The weather was all they could have desired, and Oscar and Big Thompson got on very well together.
The guide no longer held himself aloof, as he did at the beginning of the journey. He admired the courage the boy had exhibited, and used his best endeavors to prove himself an agreeable and entertaining companion.
The first thing he did was to take Oscar’s place in the wagon, and give the boy his pony to ride.
They made rapid progress after that, for the mule was not long in finding out that in Big Thompson he had a driver who knew how to manage him.
The guide had an almost inexhaustible fund of stories at his command, and enlivened many a weary mile of the way by relating them to his employer, who was always glad to listen.
This camp was located in a pleasant valley in the very heart of the foot-hills; and they supposed that there was not a human being within a hundred miles of them.
The valley, so the guide informed Oscar, was twenty miles long and half as wide.
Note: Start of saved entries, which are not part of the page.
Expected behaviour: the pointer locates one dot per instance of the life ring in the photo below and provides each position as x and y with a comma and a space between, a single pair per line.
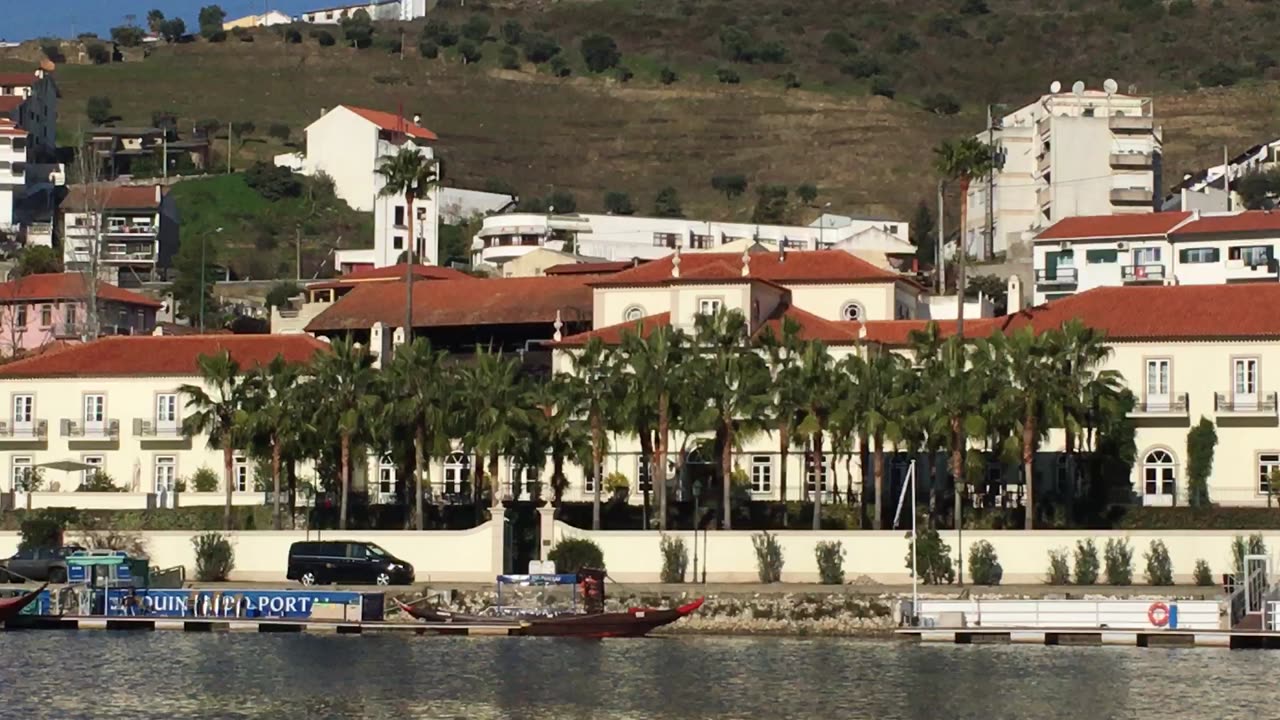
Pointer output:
1159, 614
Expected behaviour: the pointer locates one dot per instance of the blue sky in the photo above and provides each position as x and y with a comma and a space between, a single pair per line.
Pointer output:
31, 18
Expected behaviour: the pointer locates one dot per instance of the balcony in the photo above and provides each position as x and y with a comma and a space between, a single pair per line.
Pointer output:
104, 431
1057, 277
1171, 406
1132, 160
150, 428
1146, 273
1130, 196
35, 431
1244, 406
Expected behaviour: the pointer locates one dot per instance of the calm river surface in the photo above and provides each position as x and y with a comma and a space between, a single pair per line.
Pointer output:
65, 675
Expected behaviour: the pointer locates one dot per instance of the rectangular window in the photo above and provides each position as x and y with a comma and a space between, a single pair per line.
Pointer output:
167, 473
1269, 463
23, 466
762, 473
1200, 255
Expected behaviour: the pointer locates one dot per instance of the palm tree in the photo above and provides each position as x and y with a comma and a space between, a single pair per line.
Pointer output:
348, 400
412, 174
273, 418
654, 377
782, 355
965, 160
420, 399
218, 411
736, 384
595, 367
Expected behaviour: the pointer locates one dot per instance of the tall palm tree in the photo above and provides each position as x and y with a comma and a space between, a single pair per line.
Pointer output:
964, 160
415, 176
347, 393
420, 399
816, 379
782, 354
594, 364
273, 418
654, 365
216, 406
735, 386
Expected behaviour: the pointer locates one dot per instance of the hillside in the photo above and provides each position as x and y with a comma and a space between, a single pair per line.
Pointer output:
868, 154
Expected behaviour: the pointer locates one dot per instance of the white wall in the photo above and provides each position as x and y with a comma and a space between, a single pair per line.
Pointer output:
635, 556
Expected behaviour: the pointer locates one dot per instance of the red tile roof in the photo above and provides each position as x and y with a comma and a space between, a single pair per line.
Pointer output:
1248, 220
391, 273
799, 267
474, 301
392, 122
164, 356
67, 286
1087, 227
118, 197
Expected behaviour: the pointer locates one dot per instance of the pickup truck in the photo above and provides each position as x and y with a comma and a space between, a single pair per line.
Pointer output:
42, 564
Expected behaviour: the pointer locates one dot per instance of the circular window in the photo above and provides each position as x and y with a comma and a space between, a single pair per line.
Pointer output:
853, 311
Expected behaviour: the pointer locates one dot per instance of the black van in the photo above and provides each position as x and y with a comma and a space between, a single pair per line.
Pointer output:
315, 563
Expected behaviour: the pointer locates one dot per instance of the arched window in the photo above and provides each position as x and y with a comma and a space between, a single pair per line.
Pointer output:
853, 311
1159, 477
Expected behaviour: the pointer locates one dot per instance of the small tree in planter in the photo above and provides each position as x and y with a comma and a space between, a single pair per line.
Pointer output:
675, 559
768, 557
214, 557
831, 563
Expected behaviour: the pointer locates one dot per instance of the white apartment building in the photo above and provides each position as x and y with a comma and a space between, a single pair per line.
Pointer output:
135, 229
1068, 154
624, 237
401, 10
348, 144
1080, 254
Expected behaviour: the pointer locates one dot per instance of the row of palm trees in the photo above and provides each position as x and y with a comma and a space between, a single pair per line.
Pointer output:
721, 384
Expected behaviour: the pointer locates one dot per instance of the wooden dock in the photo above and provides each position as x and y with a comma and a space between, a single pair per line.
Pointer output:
1234, 639
251, 625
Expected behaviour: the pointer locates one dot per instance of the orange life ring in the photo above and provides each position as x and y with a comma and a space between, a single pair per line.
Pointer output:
1159, 614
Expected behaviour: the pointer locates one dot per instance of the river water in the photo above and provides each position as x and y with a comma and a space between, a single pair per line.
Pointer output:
112, 674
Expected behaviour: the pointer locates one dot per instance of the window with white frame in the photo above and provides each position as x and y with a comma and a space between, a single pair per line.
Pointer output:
23, 466
1267, 463
762, 473
240, 473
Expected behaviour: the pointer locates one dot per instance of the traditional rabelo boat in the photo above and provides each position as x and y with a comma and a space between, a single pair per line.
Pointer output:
581, 616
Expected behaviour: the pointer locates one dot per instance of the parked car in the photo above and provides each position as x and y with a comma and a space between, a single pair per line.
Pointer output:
42, 564
316, 563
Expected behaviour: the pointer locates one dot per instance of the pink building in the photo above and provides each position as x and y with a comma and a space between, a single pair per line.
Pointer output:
37, 310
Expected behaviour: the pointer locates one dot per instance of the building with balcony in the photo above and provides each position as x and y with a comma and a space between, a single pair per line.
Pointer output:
115, 406
1066, 155
504, 237
40, 310
133, 231
1079, 254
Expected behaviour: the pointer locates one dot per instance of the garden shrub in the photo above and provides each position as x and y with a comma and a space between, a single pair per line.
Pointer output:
768, 557
831, 563
571, 555
984, 564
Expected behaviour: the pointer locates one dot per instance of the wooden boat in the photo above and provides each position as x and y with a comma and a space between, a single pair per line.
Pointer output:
634, 623
13, 606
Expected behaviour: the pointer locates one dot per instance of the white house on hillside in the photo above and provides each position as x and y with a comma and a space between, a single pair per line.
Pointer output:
1068, 154
347, 144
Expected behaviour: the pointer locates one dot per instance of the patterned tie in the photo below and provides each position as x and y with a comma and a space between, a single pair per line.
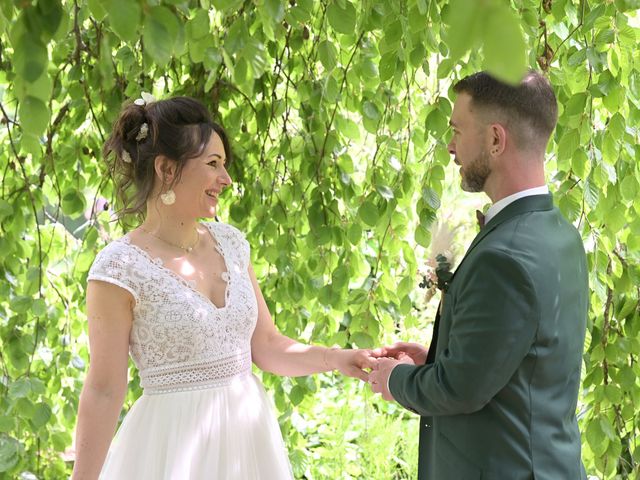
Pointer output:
480, 218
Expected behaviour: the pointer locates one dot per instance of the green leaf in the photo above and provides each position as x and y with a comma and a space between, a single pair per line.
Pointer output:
569, 143
387, 66
20, 388
370, 111
224, 5
21, 304
41, 415
124, 16
97, 9
34, 115
368, 213
72, 203
463, 18
30, 58
161, 29
629, 188
296, 395
385, 192
9, 448
327, 54
198, 26
354, 234
7, 423
342, 20
362, 340
504, 46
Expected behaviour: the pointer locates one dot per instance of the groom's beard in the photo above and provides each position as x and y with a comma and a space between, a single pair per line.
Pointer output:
475, 173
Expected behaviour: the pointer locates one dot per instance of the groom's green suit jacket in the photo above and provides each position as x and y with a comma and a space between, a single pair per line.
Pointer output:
498, 394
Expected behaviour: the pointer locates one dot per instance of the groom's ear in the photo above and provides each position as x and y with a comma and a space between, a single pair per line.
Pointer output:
497, 139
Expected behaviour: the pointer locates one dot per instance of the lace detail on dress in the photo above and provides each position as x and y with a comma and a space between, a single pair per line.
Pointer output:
193, 377
176, 329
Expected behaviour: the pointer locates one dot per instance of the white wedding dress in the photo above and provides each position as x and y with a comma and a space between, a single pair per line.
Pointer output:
203, 414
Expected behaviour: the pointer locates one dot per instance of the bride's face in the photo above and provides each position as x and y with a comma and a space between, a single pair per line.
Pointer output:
202, 179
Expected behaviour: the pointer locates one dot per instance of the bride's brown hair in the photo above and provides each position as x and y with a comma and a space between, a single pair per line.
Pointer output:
178, 128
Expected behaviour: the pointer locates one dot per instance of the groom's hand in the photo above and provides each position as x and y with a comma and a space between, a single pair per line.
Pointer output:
415, 351
379, 376
353, 363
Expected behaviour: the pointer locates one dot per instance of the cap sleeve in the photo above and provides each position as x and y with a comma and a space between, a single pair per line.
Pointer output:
115, 265
236, 242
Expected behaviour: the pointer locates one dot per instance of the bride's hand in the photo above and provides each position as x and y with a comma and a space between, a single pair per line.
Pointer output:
415, 351
352, 363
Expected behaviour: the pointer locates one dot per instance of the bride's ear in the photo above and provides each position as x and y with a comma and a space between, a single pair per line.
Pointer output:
165, 168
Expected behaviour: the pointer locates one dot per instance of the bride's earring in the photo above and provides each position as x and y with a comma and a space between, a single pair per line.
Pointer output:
168, 198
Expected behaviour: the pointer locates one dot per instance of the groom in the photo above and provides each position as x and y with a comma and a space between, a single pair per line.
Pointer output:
497, 391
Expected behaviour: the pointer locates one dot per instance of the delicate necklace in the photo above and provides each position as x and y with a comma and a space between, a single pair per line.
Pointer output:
181, 247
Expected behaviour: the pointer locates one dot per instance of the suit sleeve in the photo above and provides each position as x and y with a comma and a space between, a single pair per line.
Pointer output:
493, 326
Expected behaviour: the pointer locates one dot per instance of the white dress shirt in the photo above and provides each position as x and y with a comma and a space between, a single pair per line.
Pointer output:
501, 204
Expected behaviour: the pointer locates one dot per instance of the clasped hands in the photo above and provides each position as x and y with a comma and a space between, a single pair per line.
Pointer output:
375, 366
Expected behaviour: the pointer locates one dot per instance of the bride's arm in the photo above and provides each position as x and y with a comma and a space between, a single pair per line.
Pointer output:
276, 353
109, 312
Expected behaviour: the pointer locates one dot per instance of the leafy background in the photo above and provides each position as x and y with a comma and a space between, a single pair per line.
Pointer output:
338, 112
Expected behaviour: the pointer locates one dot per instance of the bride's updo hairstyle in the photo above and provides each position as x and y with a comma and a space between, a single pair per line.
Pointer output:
178, 128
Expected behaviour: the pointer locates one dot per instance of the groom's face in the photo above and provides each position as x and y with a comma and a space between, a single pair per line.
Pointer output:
467, 146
A deep and rocky ravine gave entrance to it; and it was in a sheltered nook, about halfway between the mouth of this ravine and the opposite end of the valley, that the camp had been made.
This was the place for which Big Thompson had been aiming ever since leaving the fort. He assured Oscar that it was a fine hunting-ground; and they had not been in the valley twenty-four hours, before the boy saw enough with his own eyes to convince him that such was the fact.
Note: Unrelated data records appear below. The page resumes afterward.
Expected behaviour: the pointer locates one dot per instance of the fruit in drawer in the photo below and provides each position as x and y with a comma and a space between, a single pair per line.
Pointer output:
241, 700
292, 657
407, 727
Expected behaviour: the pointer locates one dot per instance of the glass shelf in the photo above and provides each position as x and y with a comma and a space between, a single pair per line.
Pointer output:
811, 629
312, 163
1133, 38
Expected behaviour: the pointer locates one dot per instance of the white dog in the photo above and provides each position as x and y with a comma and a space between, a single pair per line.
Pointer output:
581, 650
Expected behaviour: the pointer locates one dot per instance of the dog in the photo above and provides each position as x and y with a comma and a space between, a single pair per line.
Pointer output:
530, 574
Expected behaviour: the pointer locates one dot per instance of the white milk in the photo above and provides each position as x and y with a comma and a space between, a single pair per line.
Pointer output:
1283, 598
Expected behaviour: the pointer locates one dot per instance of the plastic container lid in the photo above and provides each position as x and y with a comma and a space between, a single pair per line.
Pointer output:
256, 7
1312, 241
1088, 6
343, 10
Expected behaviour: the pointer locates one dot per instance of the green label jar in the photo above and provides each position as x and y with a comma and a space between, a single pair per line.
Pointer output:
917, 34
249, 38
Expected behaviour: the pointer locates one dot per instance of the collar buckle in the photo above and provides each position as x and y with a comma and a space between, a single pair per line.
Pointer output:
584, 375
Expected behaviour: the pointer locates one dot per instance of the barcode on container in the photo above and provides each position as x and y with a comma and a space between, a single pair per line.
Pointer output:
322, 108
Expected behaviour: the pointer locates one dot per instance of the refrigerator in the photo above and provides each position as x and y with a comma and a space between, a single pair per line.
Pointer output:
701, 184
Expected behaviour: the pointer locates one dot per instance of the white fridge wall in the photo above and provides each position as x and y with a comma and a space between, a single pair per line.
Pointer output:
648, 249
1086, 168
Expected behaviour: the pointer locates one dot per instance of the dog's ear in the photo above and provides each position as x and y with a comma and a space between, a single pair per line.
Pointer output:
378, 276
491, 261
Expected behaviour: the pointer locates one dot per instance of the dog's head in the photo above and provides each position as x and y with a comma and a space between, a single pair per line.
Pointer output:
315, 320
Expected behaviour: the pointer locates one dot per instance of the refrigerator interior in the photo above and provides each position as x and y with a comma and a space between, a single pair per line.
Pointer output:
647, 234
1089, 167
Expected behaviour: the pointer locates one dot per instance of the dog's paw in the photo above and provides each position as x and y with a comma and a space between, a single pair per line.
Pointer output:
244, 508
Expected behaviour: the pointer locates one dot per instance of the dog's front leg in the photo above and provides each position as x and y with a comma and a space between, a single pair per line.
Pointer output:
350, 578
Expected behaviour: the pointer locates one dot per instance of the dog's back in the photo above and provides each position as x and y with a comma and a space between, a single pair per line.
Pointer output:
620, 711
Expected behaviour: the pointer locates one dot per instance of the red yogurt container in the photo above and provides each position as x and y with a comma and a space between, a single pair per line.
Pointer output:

The game, which always retreats to the foot-hills on the approach of cold weather, seemed to have flocked here for shelter; and a better winter abode could not have been found.
The high and thickly wooded hills, that arose on every side, effectually shut off the icy blasts that came roaring down from the mountains; the pasturage was rich and abundant; and the clear, dancing trout-brook that wound through the valley afforded a never failing supply of water.